Mein erster Ansatz ist folgender:
Roboterseite => Auf den Roboter einen kleinen Schaltschrank neben meiner Ventilinsel setzen, dort die Sensorleitungen in einem Kabel zum Schnellwechselsystem zusammen fassen.
Werkzeugseite => Einen Sensor Zentralverteiler setzen und dort die Sensorkabel wieder verteilen.

Vieleicht gibt es ja ein besseres Patent.
Wie realisiert ihr das ?

Dank in vorraus.
Gruß Frank


----------



## dentech (10 Mai 2019)

Hi, 

denke für so was eignet sich dezentrale Peripherie sehr gut, etwas wie eine ET200 pro.


----------



## fbeine (10 Mai 2019)

Leider möchte man keinen PN am Werkzeug haben. Bitte nicht nachfragen, einfach hinnehmen 

Gruß Frank


----------



## dentech (10 Mai 2019)

Dann wahrscheinlich auch keinen ASI-Bus? Dann doch nur die Lösung mit dem Klemmkasten.


----------



## SchneiderCC (10 Mai 2019)

Ich würde neben dem Roboter einen IO-Link Master setzen und dann mit einem IO-LINK auf die Ventilinsel und mit einem auf einen IO-Link M8 Sensorhub (über das Schnellwechselsystem) 
So hast du dann nur zwei normale 4 adrige Sensorleitungen die du am Roboter entlang führen musst. Schnittstellen in den Leitungen so vorsehen, dass sie leicht getauscht werden können.
Die Ventilinsel sollte je nachdem ob das eine Zeitkritische Anwendung ist oder nicht weit vorne am Greifer sitzen, da Luft langsamer ist wie Strom .


----------



## fbeine (10 Mai 2019)

Ich habe eine Festo Ventilinsel auf dem Roboter. Hier ist PN noch OK.
An Werkzeug kommen nun zusätzlich neu zwei IO-Link Sensoren und eben das Schnellwechselsystem.
Bisher bin ich mit den Sensoren direkt auf eine Eingangskarte der Ventilinsel gegangen. Die Ventilinsel ist Slave vom Roboter. Die SPS sieht die VI nicht.



> Ich würde neben dem Roboter einen IO-Link Master setzen und dann mit einem IO-LINK auf die Ventilinsel und mit einem auf einen IO-Link M8 Sensorhub (über das Schnellwechselsystem)
> So hast du dann nur zwei normale 4 adrige Sensorleitungen die du am Roboter entlang führen musst. Schnittstellen in den Leitungen so vorsehen, dass sie leicht getauscht werden können.
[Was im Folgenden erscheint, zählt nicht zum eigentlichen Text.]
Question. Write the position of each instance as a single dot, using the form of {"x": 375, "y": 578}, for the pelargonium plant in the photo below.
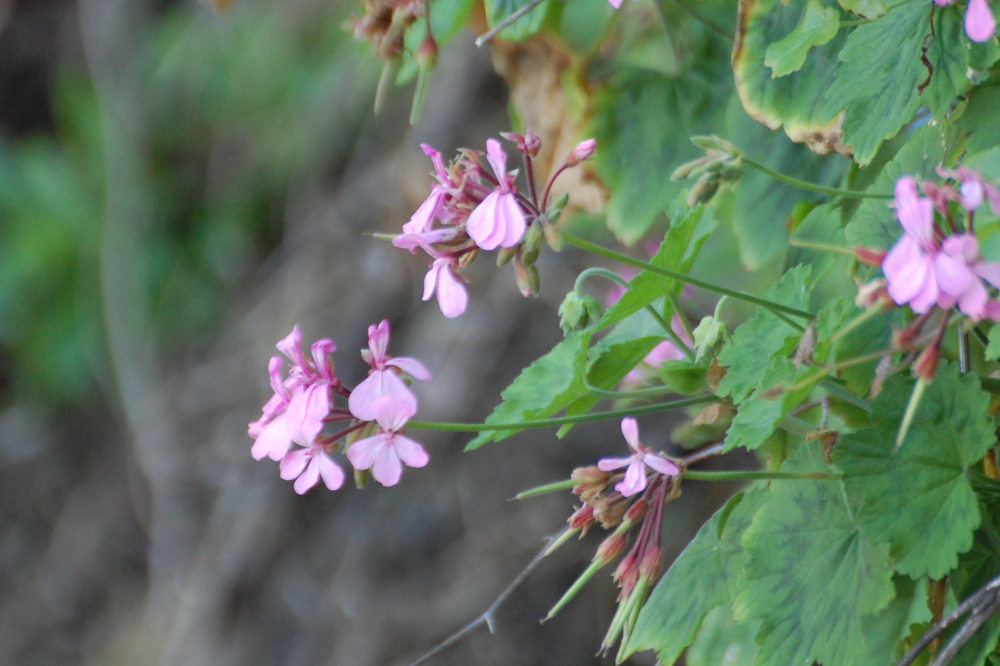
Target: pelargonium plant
{"x": 823, "y": 299}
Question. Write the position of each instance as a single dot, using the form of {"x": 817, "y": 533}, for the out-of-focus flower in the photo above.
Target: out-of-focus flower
{"x": 300, "y": 402}
{"x": 383, "y": 380}
{"x": 498, "y": 220}
{"x": 386, "y": 452}
{"x": 641, "y": 458}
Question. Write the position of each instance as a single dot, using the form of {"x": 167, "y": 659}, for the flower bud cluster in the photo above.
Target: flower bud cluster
{"x": 290, "y": 429}
{"x": 471, "y": 209}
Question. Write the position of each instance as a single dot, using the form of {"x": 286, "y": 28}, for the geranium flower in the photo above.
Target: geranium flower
{"x": 383, "y": 382}
{"x": 386, "y": 452}
{"x": 498, "y": 220}
{"x": 635, "y": 476}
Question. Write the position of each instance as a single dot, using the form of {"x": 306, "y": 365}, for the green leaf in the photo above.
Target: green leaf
{"x": 874, "y": 224}
{"x": 948, "y": 55}
{"x": 813, "y": 576}
{"x": 875, "y": 83}
{"x": 818, "y": 25}
{"x": 542, "y": 389}
{"x": 992, "y": 352}
{"x": 640, "y": 148}
{"x": 921, "y": 494}
{"x": 761, "y": 413}
{"x": 752, "y": 346}
{"x": 524, "y": 27}
{"x": 689, "y": 228}
{"x": 704, "y": 576}
{"x": 795, "y": 101}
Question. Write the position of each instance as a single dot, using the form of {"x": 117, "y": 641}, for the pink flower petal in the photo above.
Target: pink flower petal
{"x": 387, "y": 468}
{"x": 379, "y": 385}
{"x": 293, "y": 464}
{"x": 410, "y": 452}
{"x": 630, "y": 430}
{"x": 634, "y": 481}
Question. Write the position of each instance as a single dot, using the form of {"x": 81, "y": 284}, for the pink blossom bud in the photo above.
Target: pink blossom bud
{"x": 583, "y": 150}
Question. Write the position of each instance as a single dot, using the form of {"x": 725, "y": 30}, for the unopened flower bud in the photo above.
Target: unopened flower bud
{"x": 869, "y": 256}
{"x": 637, "y": 511}
{"x": 608, "y": 511}
{"x": 528, "y": 281}
{"x": 925, "y": 366}
{"x": 504, "y": 255}
{"x": 531, "y": 244}
{"x": 583, "y": 150}
{"x": 611, "y": 548}
{"x": 577, "y": 312}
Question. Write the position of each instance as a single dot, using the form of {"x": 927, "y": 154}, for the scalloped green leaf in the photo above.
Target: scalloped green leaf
{"x": 704, "y": 576}
{"x": 818, "y": 25}
{"x": 813, "y": 576}
{"x": 543, "y": 388}
{"x": 752, "y": 346}
{"x": 874, "y": 224}
{"x": 876, "y": 86}
{"x": 795, "y": 101}
{"x": 921, "y": 494}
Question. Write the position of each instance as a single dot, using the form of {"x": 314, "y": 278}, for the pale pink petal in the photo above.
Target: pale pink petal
{"x": 273, "y": 441}
{"x": 609, "y": 464}
{"x": 410, "y": 452}
{"x": 634, "y": 481}
{"x": 362, "y": 452}
{"x": 979, "y": 22}
{"x": 308, "y": 479}
{"x": 381, "y": 384}
{"x": 329, "y": 471}
{"x": 511, "y": 220}
{"x": 483, "y": 226}
{"x": 660, "y": 464}
{"x": 411, "y": 366}
{"x": 293, "y": 463}
{"x": 630, "y": 431}
{"x": 387, "y": 469}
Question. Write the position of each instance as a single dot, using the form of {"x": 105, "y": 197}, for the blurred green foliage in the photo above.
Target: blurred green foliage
{"x": 233, "y": 108}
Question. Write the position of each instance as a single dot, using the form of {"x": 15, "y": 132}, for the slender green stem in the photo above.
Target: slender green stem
{"x": 563, "y": 420}
{"x": 618, "y": 279}
{"x": 587, "y": 246}
{"x": 750, "y": 475}
{"x": 547, "y": 488}
{"x": 821, "y": 247}
{"x": 812, "y": 187}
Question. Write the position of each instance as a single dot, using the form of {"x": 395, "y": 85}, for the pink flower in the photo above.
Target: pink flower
{"x": 635, "y": 476}
{"x": 498, "y": 220}
{"x": 386, "y": 452}
{"x": 909, "y": 266}
{"x": 979, "y": 22}
{"x": 307, "y": 466}
{"x": 383, "y": 382}
{"x": 300, "y": 403}
{"x": 451, "y": 293}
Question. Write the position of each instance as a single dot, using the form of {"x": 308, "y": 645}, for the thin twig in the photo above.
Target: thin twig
{"x": 513, "y": 18}
{"x": 487, "y": 616}
{"x": 982, "y": 604}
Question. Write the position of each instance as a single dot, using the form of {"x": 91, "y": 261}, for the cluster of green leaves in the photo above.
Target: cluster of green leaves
{"x": 834, "y": 571}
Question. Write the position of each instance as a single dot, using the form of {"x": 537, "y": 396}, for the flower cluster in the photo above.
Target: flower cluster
{"x": 303, "y": 403}
{"x": 927, "y": 268}
{"x": 470, "y": 209}
{"x": 979, "y": 22}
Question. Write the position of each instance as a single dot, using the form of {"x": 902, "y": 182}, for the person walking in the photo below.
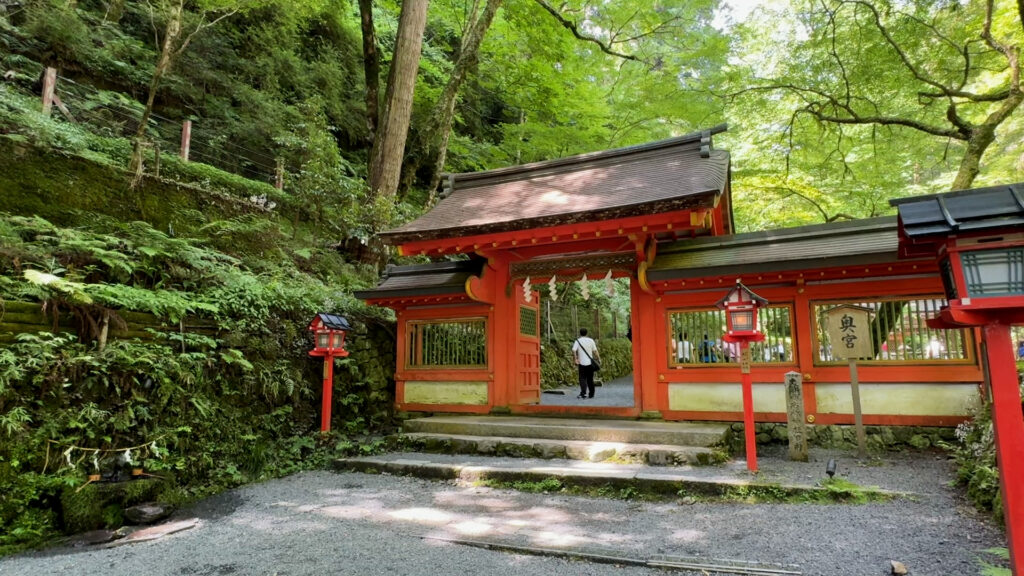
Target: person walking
{"x": 586, "y": 357}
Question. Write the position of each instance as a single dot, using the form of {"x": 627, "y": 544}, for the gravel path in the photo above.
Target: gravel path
{"x": 617, "y": 393}
{"x": 325, "y": 523}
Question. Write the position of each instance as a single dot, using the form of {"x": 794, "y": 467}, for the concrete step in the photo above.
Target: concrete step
{"x": 730, "y": 480}
{"x": 626, "y": 432}
{"x": 653, "y": 454}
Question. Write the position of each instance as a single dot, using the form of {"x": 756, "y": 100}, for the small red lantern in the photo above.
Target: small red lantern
{"x": 740, "y": 307}
{"x": 329, "y": 340}
{"x": 329, "y": 334}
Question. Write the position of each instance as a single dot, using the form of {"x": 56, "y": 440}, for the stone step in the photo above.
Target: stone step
{"x": 653, "y": 454}
{"x": 626, "y": 432}
{"x": 730, "y": 480}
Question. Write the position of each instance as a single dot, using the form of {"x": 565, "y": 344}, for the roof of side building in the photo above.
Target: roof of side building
{"x": 856, "y": 242}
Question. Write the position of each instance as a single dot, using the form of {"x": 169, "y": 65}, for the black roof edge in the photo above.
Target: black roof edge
{"x": 692, "y": 137}
{"x": 781, "y": 235}
{"x": 398, "y": 236}
{"x": 783, "y": 265}
{"x": 953, "y": 194}
{"x": 403, "y": 292}
{"x": 473, "y": 264}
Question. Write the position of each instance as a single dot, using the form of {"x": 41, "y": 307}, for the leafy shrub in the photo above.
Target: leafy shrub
{"x": 975, "y": 456}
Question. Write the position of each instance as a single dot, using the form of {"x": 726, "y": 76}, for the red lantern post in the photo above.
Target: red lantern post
{"x": 329, "y": 340}
{"x": 740, "y": 307}
{"x": 976, "y": 237}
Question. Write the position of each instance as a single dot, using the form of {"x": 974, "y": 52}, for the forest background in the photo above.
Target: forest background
{"x": 834, "y": 108}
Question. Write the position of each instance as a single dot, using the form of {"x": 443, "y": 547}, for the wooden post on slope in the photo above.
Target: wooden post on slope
{"x": 49, "y": 85}
{"x": 795, "y": 424}
{"x": 185, "y": 139}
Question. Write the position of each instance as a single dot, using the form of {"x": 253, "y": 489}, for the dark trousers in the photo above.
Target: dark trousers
{"x": 586, "y": 380}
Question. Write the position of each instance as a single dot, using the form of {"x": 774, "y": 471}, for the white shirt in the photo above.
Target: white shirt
{"x": 585, "y": 343}
{"x": 684, "y": 350}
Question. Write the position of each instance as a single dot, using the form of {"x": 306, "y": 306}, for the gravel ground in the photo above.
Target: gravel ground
{"x": 617, "y": 393}
{"x": 326, "y": 523}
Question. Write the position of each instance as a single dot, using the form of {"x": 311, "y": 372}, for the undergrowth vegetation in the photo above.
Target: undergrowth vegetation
{"x": 975, "y": 456}
{"x": 231, "y": 401}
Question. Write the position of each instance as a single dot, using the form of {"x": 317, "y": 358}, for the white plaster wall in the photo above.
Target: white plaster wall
{"x": 900, "y": 400}
{"x": 465, "y": 394}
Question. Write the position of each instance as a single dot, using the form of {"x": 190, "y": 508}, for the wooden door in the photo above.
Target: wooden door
{"x": 527, "y": 364}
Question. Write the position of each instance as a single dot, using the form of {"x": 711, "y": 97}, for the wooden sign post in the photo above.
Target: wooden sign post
{"x": 850, "y": 337}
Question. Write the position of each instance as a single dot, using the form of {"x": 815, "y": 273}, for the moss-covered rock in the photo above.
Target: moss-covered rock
{"x": 96, "y": 505}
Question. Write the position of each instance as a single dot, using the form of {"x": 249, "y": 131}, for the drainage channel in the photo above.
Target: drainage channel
{"x": 708, "y": 566}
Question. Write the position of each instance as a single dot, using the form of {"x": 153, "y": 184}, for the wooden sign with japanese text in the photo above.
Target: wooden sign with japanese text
{"x": 849, "y": 331}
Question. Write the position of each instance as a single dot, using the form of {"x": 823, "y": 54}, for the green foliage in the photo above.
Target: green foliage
{"x": 976, "y": 464}
{"x": 988, "y": 569}
{"x": 226, "y": 406}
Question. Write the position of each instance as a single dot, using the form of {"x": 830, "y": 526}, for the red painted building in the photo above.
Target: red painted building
{"x": 660, "y": 215}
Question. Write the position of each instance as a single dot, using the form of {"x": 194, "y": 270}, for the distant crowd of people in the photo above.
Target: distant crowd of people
{"x": 709, "y": 351}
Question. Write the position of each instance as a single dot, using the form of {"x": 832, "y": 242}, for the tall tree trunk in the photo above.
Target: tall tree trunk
{"x": 371, "y": 67}
{"x": 171, "y": 35}
{"x": 389, "y": 146}
{"x": 431, "y": 144}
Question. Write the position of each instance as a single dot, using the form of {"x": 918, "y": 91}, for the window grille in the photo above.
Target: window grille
{"x": 527, "y": 321}
{"x": 450, "y": 343}
{"x": 695, "y": 337}
{"x": 899, "y": 332}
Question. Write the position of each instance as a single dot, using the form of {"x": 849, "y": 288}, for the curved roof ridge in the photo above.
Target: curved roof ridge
{"x": 694, "y": 137}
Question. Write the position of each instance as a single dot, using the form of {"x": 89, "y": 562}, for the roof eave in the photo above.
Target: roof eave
{"x": 690, "y": 201}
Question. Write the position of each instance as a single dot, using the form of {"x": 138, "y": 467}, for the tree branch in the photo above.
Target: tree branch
{"x": 571, "y": 27}
{"x": 899, "y": 51}
{"x": 887, "y": 121}
{"x": 200, "y": 28}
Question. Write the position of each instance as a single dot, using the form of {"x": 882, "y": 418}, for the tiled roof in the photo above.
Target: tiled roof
{"x": 673, "y": 174}
{"x": 424, "y": 280}
{"x": 856, "y": 242}
{"x": 334, "y": 321}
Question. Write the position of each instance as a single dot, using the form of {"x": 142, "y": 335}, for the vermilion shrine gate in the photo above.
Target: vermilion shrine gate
{"x": 660, "y": 215}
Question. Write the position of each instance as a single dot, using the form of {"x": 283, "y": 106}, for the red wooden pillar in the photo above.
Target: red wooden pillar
{"x": 749, "y": 434}
{"x": 49, "y": 85}
{"x": 1009, "y": 424}
{"x": 185, "y": 139}
{"x": 646, "y": 341}
{"x": 504, "y": 324}
{"x": 328, "y": 393}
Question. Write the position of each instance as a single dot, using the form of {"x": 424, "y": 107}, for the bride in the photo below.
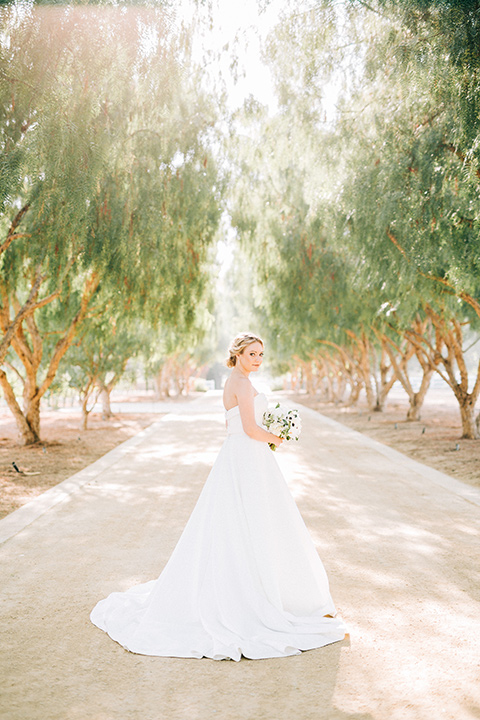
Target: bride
{"x": 245, "y": 577}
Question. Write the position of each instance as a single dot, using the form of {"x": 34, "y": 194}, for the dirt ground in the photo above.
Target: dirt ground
{"x": 400, "y": 548}
{"x": 434, "y": 440}
{"x": 64, "y": 451}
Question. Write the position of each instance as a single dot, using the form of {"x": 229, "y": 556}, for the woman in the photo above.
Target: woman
{"x": 244, "y": 578}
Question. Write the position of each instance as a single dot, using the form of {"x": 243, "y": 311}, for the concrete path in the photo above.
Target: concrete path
{"x": 400, "y": 542}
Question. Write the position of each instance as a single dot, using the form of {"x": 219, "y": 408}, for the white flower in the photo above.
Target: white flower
{"x": 283, "y": 422}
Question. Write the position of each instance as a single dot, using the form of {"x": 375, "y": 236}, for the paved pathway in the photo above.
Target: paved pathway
{"x": 401, "y": 544}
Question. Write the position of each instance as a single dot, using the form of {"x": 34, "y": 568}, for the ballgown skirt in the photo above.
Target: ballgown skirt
{"x": 245, "y": 577}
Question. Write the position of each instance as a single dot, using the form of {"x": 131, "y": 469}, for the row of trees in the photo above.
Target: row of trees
{"x": 363, "y": 227}
{"x": 109, "y": 197}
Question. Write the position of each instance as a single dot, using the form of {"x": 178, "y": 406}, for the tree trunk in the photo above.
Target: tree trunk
{"x": 416, "y": 399}
{"x": 29, "y": 434}
{"x": 106, "y": 407}
{"x": 85, "y": 413}
{"x": 467, "y": 413}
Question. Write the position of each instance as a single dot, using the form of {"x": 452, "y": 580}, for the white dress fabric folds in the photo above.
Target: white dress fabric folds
{"x": 244, "y": 578}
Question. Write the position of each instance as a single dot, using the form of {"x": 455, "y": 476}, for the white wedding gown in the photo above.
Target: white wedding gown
{"x": 244, "y": 578}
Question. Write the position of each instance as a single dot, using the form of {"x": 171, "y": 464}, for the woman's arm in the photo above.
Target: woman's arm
{"x": 245, "y": 397}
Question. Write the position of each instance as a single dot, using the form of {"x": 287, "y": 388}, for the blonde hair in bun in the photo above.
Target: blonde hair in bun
{"x": 238, "y": 345}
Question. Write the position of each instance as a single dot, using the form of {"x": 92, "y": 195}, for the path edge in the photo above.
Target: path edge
{"x": 467, "y": 492}
{"x": 19, "y": 519}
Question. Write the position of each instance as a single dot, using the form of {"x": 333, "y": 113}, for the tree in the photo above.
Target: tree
{"x": 119, "y": 193}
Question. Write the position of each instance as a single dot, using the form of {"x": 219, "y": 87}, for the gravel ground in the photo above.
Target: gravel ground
{"x": 400, "y": 543}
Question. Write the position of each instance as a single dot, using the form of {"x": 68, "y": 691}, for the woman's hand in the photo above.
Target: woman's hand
{"x": 276, "y": 440}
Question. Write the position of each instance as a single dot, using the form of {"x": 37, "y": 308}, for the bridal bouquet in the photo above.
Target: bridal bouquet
{"x": 284, "y": 423}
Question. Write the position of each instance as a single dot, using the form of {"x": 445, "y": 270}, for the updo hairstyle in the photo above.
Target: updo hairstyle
{"x": 238, "y": 345}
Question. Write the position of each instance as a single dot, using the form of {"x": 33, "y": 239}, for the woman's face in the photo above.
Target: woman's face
{"x": 251, "y": 358}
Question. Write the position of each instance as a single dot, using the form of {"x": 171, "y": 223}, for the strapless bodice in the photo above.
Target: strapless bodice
{"x": 234, "y": 421}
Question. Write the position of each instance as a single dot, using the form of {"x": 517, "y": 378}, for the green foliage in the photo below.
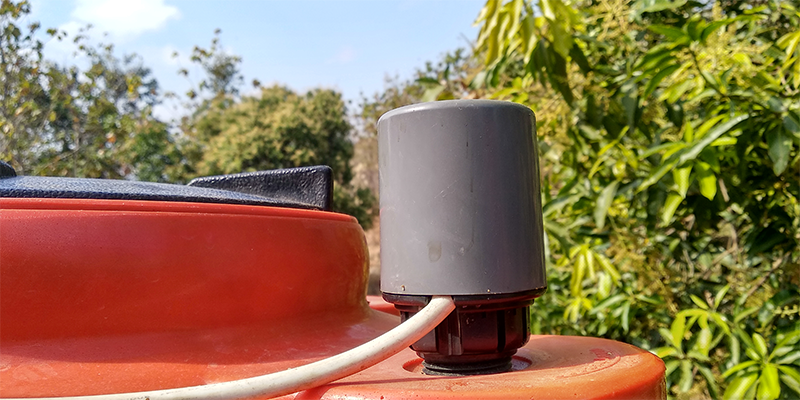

Klingt gut, versteh ich aber leider nicht  Was für Hardware nutzt man denn dafür?


----------



## SchneiderCC (10 Mai 2019)

Wenn du bspw. eine SPS-mit Profinet hast, nimmst du einen  Profinet-Master mit Feldbus Profinet. Dieser hat dann bspw. 8 IO-Link Steckplätze an welche  wiederum mit ungeschirmten 4-adrigen Leitungen IO-Link Teilnehmer wie  Sensorhubs, IO-Link sensoren, Ventilinseln, Meldeleuchten, RFID Reader,..  angeschlossen werden können. IO-Link Master hatte ich bisher von Phönix,  IFM, Balluff im Einsatz.
Möglich wäre an dem Schnellwechselsystem auch eine drahtlose ÜBertragung des IO-Link Signals. (bspw. Balluff, Turck?). Ich will jetzt keine Werbung für einen der Hersteller machen, gibt sicher noch mehr...


----------



## Blockmove (10 Mai 2019)

Wir testen auch gerade die induktiven Koppler von Balluff.
Sowohl konventionell als auch IO-Link.

Ist ein sehr interessantes System

Gruß
Blockmove


----------